I believe this is an area in which a number of sincere people differ a great deal, not so much over what the Bible actually says, but often over "experiences" people say they have had. Of course I don't judge the "experiences" or fully explain them. At times it seems clear to me that one can explain what happened in terms of psychological forces and explanations based on expectations, etc., all of which play a part. We need to study with love and respect for each other. I believe we need to pay close attention to what John, the inspired apostle of God, says about the things Jesus did:
And truly Jesus did many other signs in the presence of his disciples, which are not written in this book; but these are written that you may believe that Jesus is the Christ, the Son of God, and that believing you may have life in his name (John 20:30-31).
This, shows the real purpose of miracles! If one comes to the New Testament with an open mind, looking carefully at what it says, the many miracles done in the first four gospels show plainly that they were to this end: To establish and support his claims that he was the Son of God and came with the Father's message to show how man could be saved.
On the day of Pentecost, Peter proclaimed that the people were without excuse because Jesus had demonstrated that his claims were true by the miracles, signs and wonders that he did in their midst. That should have caused them to accept him. But although previously they had rejected him,they still could turn to him and be saved by him. We need to be convinced of that fact! Look carefully at the claims made by Peter: "Men of Israel, hear these words: Jesus of Nazareth, a man attested by God to you by miracles, wonders, and signs which God did through him in your midst, as you yourselves also know" (Acts 2:22).
You see the reasoning here! If one will think, he can clearly see that they did not have the New Testament Scriptures as we have them. When someone came into their midst preaching or teaching, they needed proof that he was from God. The miracles provided that proof.

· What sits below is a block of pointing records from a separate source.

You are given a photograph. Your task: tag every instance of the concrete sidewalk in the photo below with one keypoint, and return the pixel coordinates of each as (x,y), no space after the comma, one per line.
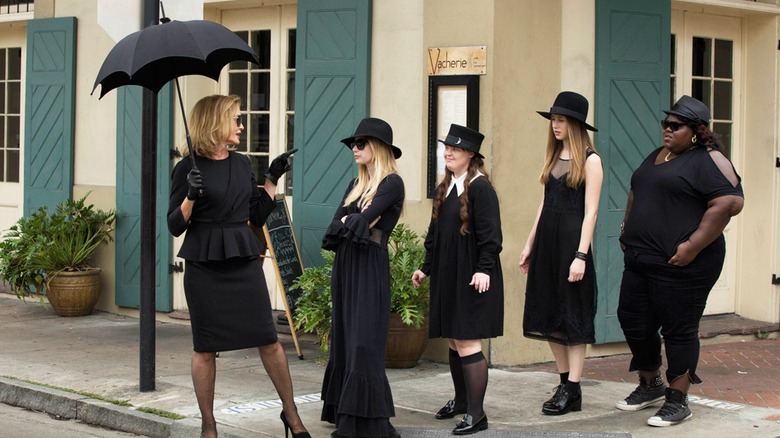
(99,354)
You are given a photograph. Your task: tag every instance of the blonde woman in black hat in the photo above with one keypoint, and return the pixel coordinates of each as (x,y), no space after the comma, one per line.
(355,390)
(682,197)
(560,297)
(467,288)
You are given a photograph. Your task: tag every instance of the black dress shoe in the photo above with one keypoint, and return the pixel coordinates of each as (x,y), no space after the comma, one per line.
(565,402)
(467,426)
(450,410)
(549,403)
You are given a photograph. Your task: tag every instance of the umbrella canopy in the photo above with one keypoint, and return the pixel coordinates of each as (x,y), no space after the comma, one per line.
(158,54)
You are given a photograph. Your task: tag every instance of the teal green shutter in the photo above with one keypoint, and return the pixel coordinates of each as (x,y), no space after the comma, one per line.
(632,87)
(128,198)
(49,112)
(331,97)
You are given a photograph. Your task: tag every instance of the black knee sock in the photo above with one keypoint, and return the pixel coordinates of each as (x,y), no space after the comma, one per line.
(456,371)
(475,373)
(573,387)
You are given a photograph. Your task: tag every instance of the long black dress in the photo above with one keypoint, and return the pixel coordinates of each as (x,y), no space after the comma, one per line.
(457,310)
(223,279)
(557,310)
(355,389)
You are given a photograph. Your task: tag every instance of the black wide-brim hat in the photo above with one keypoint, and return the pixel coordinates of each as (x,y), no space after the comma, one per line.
(570,104)
(464,138)
(692,109)
(377,128)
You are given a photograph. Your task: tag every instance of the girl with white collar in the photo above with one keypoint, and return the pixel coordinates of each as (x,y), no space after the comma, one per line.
(462,259)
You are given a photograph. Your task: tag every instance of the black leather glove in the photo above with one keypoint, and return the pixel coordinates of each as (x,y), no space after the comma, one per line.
(194,184)
(280,165)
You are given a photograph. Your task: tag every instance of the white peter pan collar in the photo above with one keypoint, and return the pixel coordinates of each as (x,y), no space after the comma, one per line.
(457,182)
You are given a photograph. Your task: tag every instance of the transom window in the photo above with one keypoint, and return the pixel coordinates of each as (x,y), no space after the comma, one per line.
(10,113)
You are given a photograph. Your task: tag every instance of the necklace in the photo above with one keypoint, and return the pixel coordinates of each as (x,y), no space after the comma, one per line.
(669,154)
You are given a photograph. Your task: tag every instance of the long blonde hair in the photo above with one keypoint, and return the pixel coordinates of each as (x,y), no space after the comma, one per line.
(210,123)
(384,164)
(579,143)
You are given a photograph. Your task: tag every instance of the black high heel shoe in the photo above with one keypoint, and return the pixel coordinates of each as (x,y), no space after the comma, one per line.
(288,429)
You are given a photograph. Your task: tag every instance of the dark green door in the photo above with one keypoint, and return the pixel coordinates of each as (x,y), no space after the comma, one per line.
(331,97)
(49,112)
(128,199)
(632,87)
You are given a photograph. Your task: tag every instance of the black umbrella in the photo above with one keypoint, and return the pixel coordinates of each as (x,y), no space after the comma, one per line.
(155,55)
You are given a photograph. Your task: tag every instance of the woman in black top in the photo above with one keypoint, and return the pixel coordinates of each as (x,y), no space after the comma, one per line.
(682,197)
(467,287)
(223,279)
(355,391)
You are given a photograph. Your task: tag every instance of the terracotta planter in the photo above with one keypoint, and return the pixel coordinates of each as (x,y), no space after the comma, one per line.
(405,344)
(74,293)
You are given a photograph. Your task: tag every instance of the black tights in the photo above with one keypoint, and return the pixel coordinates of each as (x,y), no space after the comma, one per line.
(456,370)
(475,380)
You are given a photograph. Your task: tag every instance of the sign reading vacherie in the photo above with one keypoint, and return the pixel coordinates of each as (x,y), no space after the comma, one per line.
(443,61)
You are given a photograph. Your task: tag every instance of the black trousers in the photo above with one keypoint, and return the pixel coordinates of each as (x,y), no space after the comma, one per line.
(656,296)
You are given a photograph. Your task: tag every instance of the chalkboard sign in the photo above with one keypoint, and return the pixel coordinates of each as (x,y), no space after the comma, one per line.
(287,259)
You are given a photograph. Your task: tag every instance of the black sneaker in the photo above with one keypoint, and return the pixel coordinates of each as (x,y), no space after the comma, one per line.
(644,395)
(675,410)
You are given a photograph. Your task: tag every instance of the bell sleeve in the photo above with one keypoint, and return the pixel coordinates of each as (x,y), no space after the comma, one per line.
(176,223)
(430,237)
(335,230)
(486,220)
(260,205)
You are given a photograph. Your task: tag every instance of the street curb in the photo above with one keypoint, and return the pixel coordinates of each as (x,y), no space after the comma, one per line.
(80,407)
(74,406)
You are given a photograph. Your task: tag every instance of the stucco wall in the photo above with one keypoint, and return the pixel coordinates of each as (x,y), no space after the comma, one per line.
(759,241)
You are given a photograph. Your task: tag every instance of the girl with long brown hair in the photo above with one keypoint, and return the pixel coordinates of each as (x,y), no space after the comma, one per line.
(467,288)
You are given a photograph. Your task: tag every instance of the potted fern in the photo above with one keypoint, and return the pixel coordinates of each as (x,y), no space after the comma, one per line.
(408,305)
(51,252)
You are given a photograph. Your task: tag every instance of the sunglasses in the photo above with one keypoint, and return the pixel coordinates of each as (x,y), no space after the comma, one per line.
(673,126)
(360,144)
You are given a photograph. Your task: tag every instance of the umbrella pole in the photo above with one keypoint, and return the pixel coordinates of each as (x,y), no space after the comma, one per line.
(186,128)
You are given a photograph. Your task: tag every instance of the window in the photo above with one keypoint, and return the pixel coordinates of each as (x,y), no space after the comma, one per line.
(264,104)
(10,113)
(712,82)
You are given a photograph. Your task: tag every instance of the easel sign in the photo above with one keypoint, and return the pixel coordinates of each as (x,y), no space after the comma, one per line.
(286,257)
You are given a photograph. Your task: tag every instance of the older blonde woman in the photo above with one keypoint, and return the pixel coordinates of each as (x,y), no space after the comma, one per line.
(223,280)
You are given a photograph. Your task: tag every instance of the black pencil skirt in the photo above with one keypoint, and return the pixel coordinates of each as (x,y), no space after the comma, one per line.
(229,304)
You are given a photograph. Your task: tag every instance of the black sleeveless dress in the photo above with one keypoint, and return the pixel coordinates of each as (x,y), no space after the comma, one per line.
(555,309)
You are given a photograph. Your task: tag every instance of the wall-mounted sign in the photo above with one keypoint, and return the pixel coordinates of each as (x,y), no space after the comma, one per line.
(445,61)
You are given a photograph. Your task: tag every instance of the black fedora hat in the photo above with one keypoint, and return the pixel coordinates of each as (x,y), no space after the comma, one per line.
(692,109)
(570,104)
(377,128)
(464,138)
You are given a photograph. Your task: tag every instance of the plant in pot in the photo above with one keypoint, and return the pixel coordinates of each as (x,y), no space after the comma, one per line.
(19,244)
(408,305)
(57,247)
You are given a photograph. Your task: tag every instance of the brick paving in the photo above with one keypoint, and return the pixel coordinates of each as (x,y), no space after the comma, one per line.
(745,372)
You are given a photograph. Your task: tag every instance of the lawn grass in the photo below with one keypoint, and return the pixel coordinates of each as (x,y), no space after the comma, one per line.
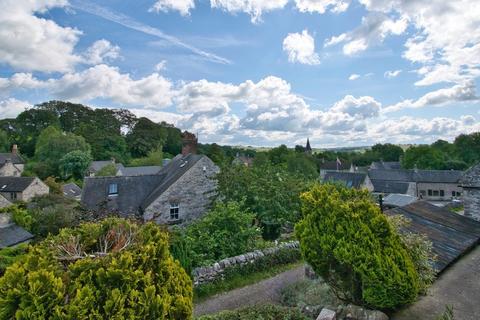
(205,291)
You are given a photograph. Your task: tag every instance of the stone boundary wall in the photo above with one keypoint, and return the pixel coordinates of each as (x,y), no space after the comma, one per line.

So, speaking in tongues enabled one who had never studied the language to speak so the people could understand. It served two purposes: (1) It enabled them to communicate the message so the hearers could understand; (2) It provided proof that they were from God. Look at the amazement on the day of Pentecost (Acts 2:7-8). Notice, also, that the "tongues" were languages (their "own tongue" wherein they "were born"). I find a perception among many people, that the "tongues" were not languages to be understood, but some-thing that no one understands that it takes another Spirit filled person to "interpret." That concept, I believe, is contrary to Bible teachings and is hurtful.
I wonder if modem tongue speaking is not one of the "lying wonders" (2 Thess. 2:9) used by Satan to deceive the minds and turn away the hearts of them who otherwise would come to accept the truth that they might be saved (2 Thess. 2:9-12). What more powerful weapon could Satan use than one of this nature, should he choose to? The person who has this kind of "experience" is one of the most difficult to persuade to accept what the Bible says, because they believe their experience validates their claim, in their own mind!
Beloved, I can't and won't try to explain every experience one has. Please don't allow any experience not based on Scripture to cause you to reject Christ's message. He came to save you and me!